Structural and theoretical investigations on the “coloring” scheme of γ-brass type phase Ag5Cd8

Abstract

The γ-brass type phase in the binary Ag–Cd system has been synthesized by high-temperature method, and its composition and crystal structure were analyzed by energy dispersive X-ray spectroscopy and X-ray diffraction techniques. The compound Ag5Cd8 crystallizes in the I4¯3m (cI52) space group, having cell parameter of ∼9.9 ​Å, and the unit cell contains 52 atoms distributed over 4 crystallographically independent positions. Due to the weak X-ray scattering contrast between Ag and Cd, the first principle DFT calculations using the Vienna Ab Initio Simulation Package (VASP) code have been employed to address the “coloring problem” in the structure of Ag5Cd8. Like the ideal cubic γ-brass type phases, the structure can be conveniently described by 26-atom γ-cluster made of four concentric shells: inner tetrahedron (IT), outer tetrahedron (OT), octahedron (OH), and cuboctahedron (CO).

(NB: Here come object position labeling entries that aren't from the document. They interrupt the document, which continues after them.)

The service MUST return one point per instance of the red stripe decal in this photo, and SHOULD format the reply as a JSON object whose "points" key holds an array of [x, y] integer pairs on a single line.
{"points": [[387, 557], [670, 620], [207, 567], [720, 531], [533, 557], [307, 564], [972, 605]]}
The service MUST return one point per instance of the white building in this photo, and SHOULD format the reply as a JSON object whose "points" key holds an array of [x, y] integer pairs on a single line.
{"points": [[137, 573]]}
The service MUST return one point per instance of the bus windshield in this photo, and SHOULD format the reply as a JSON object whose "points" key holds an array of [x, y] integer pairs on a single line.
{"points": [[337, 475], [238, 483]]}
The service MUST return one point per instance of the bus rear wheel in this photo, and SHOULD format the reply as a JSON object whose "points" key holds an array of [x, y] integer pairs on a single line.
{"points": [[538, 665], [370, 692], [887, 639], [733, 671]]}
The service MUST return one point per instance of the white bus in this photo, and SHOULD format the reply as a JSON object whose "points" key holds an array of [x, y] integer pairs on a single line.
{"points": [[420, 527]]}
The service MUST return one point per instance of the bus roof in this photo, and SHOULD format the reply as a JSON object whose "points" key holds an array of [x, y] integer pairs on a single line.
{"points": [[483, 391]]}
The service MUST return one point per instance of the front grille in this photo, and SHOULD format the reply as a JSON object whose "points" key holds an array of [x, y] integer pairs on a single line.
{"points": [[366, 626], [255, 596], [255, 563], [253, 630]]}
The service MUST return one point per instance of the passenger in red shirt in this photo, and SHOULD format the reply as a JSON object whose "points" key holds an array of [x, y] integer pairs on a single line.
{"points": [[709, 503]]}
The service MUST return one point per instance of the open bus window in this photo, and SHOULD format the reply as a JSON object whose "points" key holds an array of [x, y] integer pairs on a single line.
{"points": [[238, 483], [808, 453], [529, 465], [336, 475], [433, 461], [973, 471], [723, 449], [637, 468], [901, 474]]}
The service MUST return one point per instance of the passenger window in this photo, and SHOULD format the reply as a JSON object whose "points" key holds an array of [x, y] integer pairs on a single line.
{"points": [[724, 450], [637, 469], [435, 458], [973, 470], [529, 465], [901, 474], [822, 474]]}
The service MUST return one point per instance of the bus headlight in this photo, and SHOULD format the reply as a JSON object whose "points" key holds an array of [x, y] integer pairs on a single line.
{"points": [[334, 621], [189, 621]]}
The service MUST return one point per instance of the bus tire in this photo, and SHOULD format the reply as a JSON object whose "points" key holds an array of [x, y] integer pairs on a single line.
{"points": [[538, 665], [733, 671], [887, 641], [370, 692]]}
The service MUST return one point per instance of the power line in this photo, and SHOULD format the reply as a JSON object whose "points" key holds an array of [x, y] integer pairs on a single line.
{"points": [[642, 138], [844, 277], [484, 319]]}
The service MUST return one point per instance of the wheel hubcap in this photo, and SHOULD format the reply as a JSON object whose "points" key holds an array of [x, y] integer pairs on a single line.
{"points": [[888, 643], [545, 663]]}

Theoretical calculations guide that in Ag5Cd8, Cd prefers IT and CO sites and Ag in OT and OH sites of the γ-cluster. The electronic structure calculation for the model Ag5Cd8 shows the appearance of a pseudogap near the Fermi level, which validates the phase stability by the Hume-Rothery mechanism as a result of the Fermi surface-Brillouin zone (FS-BZ) interaction. Bonding analysis (COHP) using the LOBSTER package shows the Ag–Cd heteroatomic interaction being the highest contributor towards the overall stability of the γ-brass type Ag5Cd8.